Wolfram Meyerhöfer
Wolfram Meyerhöfer (* 16. April 1970 in Woldegk,[1] Bezirk Neubrandenburg, DDR) ist ein deutscher Mathematikdidaktiker.
Ausbildung und Beruf
Meyerhöfer studierte von 1990 bis 1995 Lehramt für Mathematik und Physik an der Pädagogischen Hochschule Potsdam, die sich seinerzeit zur Universität Potsdam umwandelte. Nach einem Referendariat an einer Gesamtschule setzte er seine Studien am Lehrstuhl für Didaktik der Mathematik der Universität Potsdam fort und promovierte im Mai 2004.[2]
Nach Gastprofessuren an der FU Berlin und der Acadia University in Philadelphia lehrt er von 2009 bis 2020 als Professor der Fachgruppe Didaktik der Mathematik an der Universität Paderborn.[3][4][5] Zu seinen Forschungsgebieten gehörten das Konzept der nicht bearbeiteten stofflichen Hürden (nbsH) bzw. der besonderen Schwierigkeiten im Rechnen (bSR) als Alternative zum Konzept der Rechenschwäche/Dyskalkulie, der Zahlerwerb im Kindesalter, mathematischer Analphabetismus, der Habitus von Mathematiklehrern und Tests.[6]
Seit 2020 arbeitet er als Lehrer im Schulzentrum am Stern in Potsdam.
Objektive Hermeneutik
Meyerhöfer verwendet die Methode der Objektiven Hermeneutik, um Mathematik-Tests zu kritisieren und Verbesserungen vorzuschlagen. Einen Text, im Falle der Mathematik eine Textaufgabe, bezeichnet er im Sinne der ‚Objektiven Hermeneutik‘ als ‚objektiv‘, wenn sie sich an bestimmten sozialen Regeln, genauer gesagt an bestimmten ‚Sprachregeln‘ orientiert. Diese Art von Objektivität ermögliche es, von der Aufgabe (vom ‚manifesten Sinn‘) auf das Verstehen des Subjektes (auf den ‚latenten Sinn‘), also des Schülers zu schließen und so seine kognitiven Leistungen zu testen.
- Erst die objektive Bedeutungsstruktur, also latenter und manifester Sinn in ihrem Zusammengehen, erzählen etwas über die mit einer Aufgabe gemessenen Kompetenzen.
Unter diese Betrachtungsweise waren die Ergebnisse bisheriger Tests nur von eingeschränkter Gültigkeit.[7]
Äußerungen in Massenmedien
Meyerhöfer äußerte in einem Interview mit der Zeitschrift Wirtschaftswoche im Februar 2013 und der Onlinewochenzeitung Spektrum – Die Woche von spektrum.de im Oktober 2013, dass Dyskalkulie ein konstruiertes Phänomen sei und die Rechenschwäche der Schüler auf schlechten Mathematikunterricht zurückzuführen sei.[8][9]

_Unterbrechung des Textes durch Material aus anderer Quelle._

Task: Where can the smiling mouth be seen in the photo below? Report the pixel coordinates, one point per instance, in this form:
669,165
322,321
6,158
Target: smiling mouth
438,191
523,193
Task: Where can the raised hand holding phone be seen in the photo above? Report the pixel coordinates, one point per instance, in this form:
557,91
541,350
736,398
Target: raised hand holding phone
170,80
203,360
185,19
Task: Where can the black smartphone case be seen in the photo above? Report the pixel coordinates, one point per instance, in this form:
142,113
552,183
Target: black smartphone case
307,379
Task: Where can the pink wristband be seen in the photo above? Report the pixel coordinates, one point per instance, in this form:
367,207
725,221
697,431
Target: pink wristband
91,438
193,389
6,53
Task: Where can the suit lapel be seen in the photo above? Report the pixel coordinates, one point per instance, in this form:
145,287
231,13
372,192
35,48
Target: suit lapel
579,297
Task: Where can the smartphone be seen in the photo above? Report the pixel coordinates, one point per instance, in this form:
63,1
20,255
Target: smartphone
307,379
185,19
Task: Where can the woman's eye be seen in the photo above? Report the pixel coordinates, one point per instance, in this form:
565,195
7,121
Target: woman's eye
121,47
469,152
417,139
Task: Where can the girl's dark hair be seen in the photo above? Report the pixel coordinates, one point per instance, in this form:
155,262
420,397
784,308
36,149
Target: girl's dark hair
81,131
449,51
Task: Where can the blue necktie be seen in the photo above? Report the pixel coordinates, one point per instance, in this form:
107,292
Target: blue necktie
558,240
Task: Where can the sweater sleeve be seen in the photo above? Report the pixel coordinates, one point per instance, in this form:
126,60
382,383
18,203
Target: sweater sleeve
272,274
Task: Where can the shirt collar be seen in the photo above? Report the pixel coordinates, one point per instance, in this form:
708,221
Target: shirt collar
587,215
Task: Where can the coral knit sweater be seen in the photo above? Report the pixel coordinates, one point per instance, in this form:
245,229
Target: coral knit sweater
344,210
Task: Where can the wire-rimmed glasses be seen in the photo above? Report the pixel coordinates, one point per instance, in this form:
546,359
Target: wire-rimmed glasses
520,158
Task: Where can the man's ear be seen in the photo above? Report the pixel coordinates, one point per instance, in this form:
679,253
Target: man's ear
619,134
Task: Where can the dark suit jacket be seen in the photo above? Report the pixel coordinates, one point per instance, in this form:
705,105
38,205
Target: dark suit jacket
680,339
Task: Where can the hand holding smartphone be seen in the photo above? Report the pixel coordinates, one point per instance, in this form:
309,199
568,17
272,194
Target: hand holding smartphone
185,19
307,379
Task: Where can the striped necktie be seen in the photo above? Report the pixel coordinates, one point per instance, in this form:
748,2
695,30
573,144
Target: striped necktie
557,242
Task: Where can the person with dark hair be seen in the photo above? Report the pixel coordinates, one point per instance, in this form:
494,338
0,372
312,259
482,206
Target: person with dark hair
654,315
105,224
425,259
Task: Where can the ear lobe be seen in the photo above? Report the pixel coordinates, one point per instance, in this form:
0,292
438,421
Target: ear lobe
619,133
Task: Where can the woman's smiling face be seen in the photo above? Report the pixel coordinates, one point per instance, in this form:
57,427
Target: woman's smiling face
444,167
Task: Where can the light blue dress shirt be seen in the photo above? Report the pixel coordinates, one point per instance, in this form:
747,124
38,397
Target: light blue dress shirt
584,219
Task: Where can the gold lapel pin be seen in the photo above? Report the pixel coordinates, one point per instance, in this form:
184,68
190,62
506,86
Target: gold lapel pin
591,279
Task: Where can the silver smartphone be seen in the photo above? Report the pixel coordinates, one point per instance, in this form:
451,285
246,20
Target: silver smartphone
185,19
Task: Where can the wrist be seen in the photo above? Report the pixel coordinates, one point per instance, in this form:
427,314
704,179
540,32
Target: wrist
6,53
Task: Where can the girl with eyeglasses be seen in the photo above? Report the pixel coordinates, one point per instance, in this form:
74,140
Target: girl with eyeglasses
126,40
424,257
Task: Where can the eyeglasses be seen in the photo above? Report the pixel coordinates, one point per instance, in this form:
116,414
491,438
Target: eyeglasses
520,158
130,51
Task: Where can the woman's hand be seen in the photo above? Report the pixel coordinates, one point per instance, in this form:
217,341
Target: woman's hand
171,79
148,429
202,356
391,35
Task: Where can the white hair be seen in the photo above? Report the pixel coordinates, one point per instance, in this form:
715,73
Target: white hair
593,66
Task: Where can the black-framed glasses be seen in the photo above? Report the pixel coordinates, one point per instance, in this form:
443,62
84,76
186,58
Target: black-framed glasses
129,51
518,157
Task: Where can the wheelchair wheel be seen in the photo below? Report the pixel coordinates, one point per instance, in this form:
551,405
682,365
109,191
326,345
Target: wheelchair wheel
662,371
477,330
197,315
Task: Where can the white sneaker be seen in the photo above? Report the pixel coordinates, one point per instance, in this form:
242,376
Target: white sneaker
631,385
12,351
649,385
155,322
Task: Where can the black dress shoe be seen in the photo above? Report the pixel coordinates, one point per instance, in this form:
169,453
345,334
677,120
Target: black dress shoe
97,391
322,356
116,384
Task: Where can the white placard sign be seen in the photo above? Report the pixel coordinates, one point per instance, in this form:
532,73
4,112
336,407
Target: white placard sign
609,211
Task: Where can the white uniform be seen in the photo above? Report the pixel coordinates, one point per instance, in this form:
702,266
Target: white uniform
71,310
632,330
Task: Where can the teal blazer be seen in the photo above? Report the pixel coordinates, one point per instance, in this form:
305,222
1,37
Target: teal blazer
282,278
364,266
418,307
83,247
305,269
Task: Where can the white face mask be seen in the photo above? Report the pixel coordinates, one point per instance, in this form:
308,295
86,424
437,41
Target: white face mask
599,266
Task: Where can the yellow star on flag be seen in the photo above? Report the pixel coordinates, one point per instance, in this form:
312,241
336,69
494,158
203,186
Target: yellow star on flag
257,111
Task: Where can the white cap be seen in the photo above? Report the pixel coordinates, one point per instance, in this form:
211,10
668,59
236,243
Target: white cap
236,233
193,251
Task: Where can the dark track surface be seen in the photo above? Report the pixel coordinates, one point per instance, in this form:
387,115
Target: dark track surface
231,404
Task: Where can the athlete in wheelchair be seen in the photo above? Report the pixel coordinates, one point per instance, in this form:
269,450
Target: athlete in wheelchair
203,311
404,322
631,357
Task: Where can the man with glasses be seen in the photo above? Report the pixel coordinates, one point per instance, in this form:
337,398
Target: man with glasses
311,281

Bekannt wurde er 2013 mit seiner Kritik zur PISA-Studie. Er kritisierte, dass die Ergebnisse nichts aussagten, weil sie nur 'richtige Ergebnisse' messen. Diese triviale Betrachtungsweise lasse keine Schlüsse darüber zu, wie der Unterricht zu verbessern sei. Man müsse mit einbeziehen, welche Lösungswege Schüler verwenden.[1]
2020 äußerte er sich in der Frankfurter Allgemeinen Zeitung zur COVID-19-Pandemie. Dabei unterstellte Meyerhöfer, dass die öffentliche Wahrnehmung der Pandemie verzerrt und die von der Politik verordneten Maßnahmen unverhältnismäßig seien, da sie auf einer laienhaften Interpretation der statistischen Daten beruhten.[10]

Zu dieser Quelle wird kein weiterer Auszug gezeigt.